Brendan was engaged to Camilla Dallerup, and then they split, rumours including Natasha Kaplinsky the supposed cause. Flavia left Vincent to date Matt Di Angelo. And then Jimi Mistry. Vincent dated Kristina Rihanoff, so too Joe Calzaghe, though those relationships were not concurrent. Ali Bastian dated Brian Fortuna. Rachel Riley split from her husband recently something predicted in this column on October 4th. And Artie whisked Kara Tointon off her feet only for Natalie Gumede to be her alleged substitute. It’s the intimacy.
There was a different vibe in the Natalie Pro camp on Saturday, an air of ease, comfort, her relaxed, like a kid in a candy store with the key, an ease that tilted her towards a perfect 40 in her Salsa, Artie’s first ever, and a sizzling 38 in her Argentine Tango. As a Pro she averages 36.2 and as we have said every week, she ought to given her history. She is now in a battle with Abbey, the real star of the show, her average of 34.9 including fourteen 10s, the most in the show. The other three shouldn’t feature, 33, 32.8 and 32.6 for Susanna, Sophie and Pat. That said, because the world loves Susanna she was the bookies’ favourite before Saturday, her odds of 6/4.

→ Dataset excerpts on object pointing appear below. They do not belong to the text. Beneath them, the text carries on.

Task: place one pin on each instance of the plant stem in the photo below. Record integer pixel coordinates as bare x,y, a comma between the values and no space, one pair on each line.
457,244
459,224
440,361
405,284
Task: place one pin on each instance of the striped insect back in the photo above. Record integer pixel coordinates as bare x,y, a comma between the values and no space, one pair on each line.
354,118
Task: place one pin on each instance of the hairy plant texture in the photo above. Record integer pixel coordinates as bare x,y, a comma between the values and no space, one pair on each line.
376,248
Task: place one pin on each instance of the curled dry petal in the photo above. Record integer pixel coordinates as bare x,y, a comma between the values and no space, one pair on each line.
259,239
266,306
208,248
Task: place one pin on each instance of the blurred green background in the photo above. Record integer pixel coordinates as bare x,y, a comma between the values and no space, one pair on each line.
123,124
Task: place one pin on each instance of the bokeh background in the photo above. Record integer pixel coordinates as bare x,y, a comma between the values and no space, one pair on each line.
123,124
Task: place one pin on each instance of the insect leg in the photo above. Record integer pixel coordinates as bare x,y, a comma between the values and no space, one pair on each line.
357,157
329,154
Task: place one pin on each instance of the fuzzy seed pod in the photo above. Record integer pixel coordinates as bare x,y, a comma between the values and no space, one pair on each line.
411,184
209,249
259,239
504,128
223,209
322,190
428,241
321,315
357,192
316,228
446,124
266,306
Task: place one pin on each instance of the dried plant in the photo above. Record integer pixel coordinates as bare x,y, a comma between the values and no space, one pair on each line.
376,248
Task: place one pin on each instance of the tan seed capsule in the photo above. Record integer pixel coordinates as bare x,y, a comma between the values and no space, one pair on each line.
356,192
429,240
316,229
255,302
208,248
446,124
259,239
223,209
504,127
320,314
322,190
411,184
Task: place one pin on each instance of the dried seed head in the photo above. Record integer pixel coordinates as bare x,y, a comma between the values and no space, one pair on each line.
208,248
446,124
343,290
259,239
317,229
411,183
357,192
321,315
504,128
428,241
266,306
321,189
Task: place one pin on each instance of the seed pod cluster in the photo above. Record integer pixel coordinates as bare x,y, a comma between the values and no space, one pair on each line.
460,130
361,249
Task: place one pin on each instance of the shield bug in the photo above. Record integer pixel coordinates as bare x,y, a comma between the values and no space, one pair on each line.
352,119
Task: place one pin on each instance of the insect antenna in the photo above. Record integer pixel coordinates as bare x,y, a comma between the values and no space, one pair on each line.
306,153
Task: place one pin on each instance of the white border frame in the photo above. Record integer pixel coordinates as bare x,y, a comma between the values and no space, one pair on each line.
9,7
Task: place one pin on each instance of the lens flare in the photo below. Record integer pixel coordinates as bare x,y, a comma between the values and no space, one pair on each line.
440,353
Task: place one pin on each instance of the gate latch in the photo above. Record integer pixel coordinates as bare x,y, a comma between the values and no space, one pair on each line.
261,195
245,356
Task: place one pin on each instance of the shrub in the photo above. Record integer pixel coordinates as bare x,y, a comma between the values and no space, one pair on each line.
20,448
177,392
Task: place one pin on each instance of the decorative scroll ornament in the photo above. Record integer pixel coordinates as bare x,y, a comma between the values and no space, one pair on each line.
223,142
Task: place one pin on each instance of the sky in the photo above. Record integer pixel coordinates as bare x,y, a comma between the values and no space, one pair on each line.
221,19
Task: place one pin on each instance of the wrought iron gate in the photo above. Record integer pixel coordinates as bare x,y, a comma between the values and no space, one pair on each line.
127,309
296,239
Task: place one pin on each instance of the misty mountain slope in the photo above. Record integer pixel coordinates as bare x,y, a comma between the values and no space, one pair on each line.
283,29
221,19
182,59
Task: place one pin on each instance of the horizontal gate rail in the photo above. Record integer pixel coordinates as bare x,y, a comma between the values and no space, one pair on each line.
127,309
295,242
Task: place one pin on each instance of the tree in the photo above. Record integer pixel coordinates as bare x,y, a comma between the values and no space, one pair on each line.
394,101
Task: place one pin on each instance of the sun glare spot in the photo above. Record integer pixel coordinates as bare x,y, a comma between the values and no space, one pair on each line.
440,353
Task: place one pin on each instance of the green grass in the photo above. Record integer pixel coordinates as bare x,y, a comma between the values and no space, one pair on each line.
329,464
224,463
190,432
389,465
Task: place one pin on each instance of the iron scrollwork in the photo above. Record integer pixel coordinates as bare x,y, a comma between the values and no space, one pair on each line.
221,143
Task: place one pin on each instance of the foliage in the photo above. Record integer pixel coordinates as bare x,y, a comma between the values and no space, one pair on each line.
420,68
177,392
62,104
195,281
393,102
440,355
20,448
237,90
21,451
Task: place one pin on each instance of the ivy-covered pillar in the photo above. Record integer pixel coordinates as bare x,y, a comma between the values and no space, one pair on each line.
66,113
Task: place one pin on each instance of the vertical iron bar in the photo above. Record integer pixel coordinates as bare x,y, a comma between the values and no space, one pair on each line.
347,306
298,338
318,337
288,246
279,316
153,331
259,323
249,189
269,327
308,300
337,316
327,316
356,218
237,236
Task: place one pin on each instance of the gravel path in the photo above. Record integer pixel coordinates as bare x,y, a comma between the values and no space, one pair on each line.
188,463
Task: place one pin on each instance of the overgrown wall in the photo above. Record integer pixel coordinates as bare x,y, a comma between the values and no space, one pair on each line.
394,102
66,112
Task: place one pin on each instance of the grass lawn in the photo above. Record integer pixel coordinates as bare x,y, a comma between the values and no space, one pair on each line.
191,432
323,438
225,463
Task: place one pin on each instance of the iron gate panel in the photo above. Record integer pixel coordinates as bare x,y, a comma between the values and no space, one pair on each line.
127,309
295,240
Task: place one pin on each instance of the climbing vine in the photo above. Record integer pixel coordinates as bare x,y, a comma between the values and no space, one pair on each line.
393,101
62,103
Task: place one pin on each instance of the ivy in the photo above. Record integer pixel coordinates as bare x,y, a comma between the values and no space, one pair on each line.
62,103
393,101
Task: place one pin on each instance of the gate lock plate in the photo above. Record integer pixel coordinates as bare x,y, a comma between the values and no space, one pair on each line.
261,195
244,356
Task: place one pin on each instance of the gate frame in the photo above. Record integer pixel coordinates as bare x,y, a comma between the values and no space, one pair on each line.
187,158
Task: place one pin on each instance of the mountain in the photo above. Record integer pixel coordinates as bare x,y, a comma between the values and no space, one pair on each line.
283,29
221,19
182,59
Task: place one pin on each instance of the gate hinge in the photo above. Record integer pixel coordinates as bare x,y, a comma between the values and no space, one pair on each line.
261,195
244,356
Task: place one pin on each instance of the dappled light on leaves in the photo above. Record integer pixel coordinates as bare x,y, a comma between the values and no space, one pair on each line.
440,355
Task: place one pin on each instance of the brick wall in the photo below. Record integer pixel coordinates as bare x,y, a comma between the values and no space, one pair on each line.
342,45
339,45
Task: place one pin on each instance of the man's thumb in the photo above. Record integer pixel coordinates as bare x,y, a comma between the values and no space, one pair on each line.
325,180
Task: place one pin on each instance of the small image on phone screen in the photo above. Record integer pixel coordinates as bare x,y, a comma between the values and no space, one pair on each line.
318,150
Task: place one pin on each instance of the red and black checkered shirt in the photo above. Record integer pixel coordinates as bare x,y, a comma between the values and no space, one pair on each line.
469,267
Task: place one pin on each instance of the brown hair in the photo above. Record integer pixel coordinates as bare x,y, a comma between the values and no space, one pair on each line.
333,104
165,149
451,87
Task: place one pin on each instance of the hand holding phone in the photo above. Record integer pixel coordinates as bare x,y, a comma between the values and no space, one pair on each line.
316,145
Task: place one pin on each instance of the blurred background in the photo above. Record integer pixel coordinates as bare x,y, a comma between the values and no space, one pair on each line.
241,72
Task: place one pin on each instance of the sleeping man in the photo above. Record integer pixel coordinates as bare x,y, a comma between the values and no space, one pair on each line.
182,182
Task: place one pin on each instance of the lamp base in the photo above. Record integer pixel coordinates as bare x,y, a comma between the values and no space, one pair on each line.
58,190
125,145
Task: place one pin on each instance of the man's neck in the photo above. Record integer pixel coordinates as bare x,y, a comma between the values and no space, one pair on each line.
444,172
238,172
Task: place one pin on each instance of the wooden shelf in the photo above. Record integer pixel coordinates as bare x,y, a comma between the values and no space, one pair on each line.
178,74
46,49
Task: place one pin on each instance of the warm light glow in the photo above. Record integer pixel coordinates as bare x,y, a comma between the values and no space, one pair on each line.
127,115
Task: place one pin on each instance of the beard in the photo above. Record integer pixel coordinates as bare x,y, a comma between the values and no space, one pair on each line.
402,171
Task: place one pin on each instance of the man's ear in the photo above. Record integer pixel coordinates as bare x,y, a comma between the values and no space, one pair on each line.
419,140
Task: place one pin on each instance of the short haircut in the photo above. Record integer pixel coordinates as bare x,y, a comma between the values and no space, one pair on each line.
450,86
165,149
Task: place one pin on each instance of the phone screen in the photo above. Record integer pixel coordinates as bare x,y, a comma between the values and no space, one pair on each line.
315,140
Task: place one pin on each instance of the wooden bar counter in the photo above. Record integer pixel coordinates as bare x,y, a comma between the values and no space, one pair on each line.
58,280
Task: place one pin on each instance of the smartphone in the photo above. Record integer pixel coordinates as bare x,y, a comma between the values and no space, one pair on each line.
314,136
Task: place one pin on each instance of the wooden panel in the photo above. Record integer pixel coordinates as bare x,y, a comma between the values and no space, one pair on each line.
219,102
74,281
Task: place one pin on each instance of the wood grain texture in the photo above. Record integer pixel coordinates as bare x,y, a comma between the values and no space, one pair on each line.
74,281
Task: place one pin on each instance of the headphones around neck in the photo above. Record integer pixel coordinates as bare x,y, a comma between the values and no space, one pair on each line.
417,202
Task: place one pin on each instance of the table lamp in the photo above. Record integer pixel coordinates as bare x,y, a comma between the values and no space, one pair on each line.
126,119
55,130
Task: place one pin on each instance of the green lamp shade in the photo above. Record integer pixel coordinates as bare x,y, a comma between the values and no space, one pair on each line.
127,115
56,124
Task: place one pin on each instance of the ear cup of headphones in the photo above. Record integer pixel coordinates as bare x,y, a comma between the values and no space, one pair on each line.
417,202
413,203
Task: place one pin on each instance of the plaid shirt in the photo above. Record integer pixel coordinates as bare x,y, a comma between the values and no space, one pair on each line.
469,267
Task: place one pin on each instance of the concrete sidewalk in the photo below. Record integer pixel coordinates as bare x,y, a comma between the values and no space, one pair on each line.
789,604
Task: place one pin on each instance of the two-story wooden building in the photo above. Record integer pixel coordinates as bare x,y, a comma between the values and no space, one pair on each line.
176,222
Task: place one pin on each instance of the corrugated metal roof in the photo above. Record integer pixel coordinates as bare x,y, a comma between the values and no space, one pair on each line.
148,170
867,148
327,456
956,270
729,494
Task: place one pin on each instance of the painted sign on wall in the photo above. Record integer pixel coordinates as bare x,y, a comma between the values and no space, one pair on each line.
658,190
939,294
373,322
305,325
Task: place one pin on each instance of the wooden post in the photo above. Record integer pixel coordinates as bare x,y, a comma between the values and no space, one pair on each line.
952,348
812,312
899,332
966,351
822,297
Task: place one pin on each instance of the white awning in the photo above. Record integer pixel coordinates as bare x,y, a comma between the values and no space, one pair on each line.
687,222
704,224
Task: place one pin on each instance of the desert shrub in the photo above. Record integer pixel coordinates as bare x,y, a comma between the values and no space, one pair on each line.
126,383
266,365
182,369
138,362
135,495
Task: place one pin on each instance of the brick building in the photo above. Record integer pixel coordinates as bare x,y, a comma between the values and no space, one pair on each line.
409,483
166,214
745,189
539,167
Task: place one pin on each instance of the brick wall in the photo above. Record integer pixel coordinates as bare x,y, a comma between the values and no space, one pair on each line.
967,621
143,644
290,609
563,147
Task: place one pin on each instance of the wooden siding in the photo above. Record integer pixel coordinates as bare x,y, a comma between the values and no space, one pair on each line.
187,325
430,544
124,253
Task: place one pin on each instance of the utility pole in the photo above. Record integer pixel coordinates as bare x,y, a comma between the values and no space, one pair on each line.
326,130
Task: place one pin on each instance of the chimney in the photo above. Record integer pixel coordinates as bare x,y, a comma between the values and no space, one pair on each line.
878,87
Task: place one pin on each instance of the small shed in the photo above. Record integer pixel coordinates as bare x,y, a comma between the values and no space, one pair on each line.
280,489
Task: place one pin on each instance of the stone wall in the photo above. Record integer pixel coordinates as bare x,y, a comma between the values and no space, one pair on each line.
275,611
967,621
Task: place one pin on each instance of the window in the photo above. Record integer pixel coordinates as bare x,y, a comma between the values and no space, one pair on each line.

It was semi-final night, the precursor to The Grand Finale, not any old final this, with just one cupple eliminated, a staggering four going through to next week, one to be eliminated after dance one, another after dance two, the last two pairs standing having to pull out all the stops one last time before the GBP flood the telegraph wires and the ether with their voats. Yup, you can voat on t’Tinterweb if you fancy but don’t count on being able to see the number of voats cast, very private this publicly financed institute. They could even decide the winner with a lucky pin; you’d never know.
So a semi-final with four girls and one bloke, my sort of numbers, but would the bloke manage to remain with the harem? The dance-off would feature him and a stunned Natalie Pro, stunned yet smug, probably why she was there. The GBP can see through most facades.
The cupples did two dances, two proper dances, Pat taking the Waltz and the Paso where he scored 36 and 33, the first to ‘Unchained Melody’ (try Barry Manilow’s version if you get the chance, fabulous), the second to ‘Because the Night’ written by that famous Spaniard, Bruce Springsteen. Oh, and talking of Brucie, the boy was back and on fine form.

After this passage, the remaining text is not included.